Investors gave a cautious welcome to the news that North Sea oil play Trap Oil (TRAP:AIM) had agreed a farm-in deal into the Trent East Area – the shares ticking up 1.8% to 13.88p.
The update reflects a likely ramp up in drilling activity for the £32 million cap which has been hampered by a lack of available rigs since listing on AIM in March 2011. The resulting delays have seen the shares fall in value by more than two thirds on the 43p issue price.
The Trent East Area, in which Trap is taking a 33.33% stake, contains the existing Trent East discovery. The company, which plans to take the lead on the development of the asset subject to Department of Energy & Climate Change approval, estimates this could contain 60 billion cubic feet of natural gas. Under the terms of the farm-in it is committed to secure a drilling rig to appraise the find within six months.
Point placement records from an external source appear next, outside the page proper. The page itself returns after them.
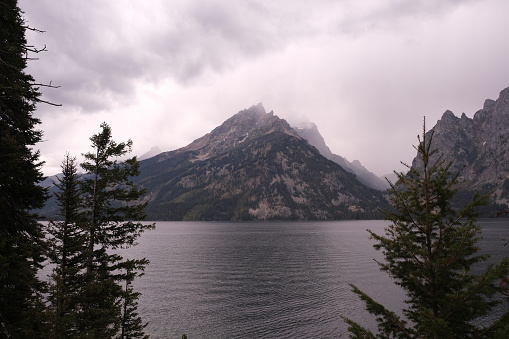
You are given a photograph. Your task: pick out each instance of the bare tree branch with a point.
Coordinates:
(47, 102)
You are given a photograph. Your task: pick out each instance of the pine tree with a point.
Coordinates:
(430, 249)
(21, 239)
(66, 247)
(112, 216)
(132, 325)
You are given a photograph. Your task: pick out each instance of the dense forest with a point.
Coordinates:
(89, 293)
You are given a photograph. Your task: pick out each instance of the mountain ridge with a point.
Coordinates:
(477, 148)
(254, 166)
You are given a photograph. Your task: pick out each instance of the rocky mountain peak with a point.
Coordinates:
(309, 131)
(477, 147)
(247, 124)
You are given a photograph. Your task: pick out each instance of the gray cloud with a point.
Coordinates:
(365, 72)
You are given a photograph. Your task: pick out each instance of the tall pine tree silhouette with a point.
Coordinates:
(430, 249)
(21, 238)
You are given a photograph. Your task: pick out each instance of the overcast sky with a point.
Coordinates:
(167, 72)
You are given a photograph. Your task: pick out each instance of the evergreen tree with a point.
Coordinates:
(112, 216)
(20, 234)
(66, 251)
(430, 250)
(132, 325)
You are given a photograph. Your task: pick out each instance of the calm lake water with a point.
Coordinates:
(267, 280)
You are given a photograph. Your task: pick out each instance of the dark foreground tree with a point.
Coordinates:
(430, 250)
(66, 246)
(20, 233)
(112, 213)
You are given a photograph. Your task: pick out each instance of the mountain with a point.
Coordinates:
(155, 150)
(309, 131)
(478, 147)
(254, 166)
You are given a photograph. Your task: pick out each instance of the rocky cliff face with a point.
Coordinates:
(479, 145)
(310, 132)
(253, 166)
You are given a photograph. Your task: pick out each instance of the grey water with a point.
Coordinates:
(267, 279)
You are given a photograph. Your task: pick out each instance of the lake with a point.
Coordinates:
(267, 279)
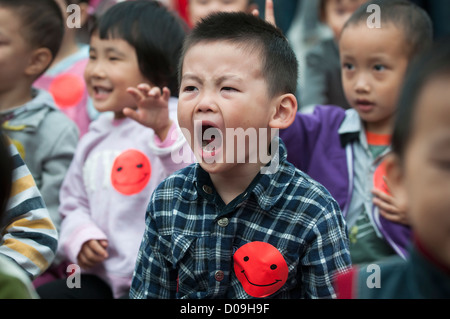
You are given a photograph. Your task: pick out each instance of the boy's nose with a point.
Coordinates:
(206, 104)
(95, 70)
(362, 84)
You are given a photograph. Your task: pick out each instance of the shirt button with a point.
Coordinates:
(219, 275)
(207, 189)
(223, 222)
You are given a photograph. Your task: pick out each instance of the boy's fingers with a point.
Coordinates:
(136, 93)
(132, 114)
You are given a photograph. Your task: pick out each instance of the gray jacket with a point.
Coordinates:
(46, 139)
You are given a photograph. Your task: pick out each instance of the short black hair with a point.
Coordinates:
(405, 15)
(434, 63)
(6, 167)
(42, 21)
(156, 34)
(278, 60)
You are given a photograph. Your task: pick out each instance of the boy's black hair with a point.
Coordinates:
(42, 21)
(156, 34)
(278, 60)
(6, 167)
(405, 15)
(435, 62)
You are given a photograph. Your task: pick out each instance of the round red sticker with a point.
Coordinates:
(260, 268)
(131, 172)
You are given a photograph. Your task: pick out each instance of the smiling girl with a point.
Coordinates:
(119, 162)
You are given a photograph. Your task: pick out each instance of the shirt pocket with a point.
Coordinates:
(190, 260)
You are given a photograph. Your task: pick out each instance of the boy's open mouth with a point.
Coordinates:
(211, 139)
(101, 91)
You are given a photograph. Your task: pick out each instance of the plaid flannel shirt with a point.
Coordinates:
(191, 235)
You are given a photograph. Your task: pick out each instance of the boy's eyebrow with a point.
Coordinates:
(190, 76)
(219, 80)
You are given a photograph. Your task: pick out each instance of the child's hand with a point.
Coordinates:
(92, 252)
(269, 12)
(152, 108)
(389, 207)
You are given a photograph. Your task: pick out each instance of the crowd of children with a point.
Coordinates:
(166, 156)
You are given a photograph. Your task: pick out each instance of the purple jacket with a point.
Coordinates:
(315, 147)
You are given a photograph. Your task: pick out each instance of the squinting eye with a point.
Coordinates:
(190, 88)
(229, 89)
(348, 66)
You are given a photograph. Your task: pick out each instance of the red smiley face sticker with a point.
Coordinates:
(260, 268)
(131, 172)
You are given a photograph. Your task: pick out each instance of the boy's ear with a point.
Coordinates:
(284, 115)
(39, 61)
(395, 177)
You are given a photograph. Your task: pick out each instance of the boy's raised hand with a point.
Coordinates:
(92, 252)
(152, 108)
(389, 207)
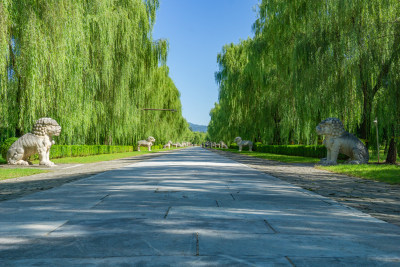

The group can fund any drilling through the $20 million lending facility agreed with GE Energy Financial Services at the end of January (30 Jan). At the time broker N+1 Singer described this facility as 'a sensible step for Trap with stable cashflow now being received.'
Trap also announced operations on the Scotney exploration well would begin in the short-term, after bad weather held things up, and drilling on the Magnolia prospect is expected to commence before the end of this month. More disappointing was the news that the Crazy Horse exploration target is now unlikely to be drilled until next year.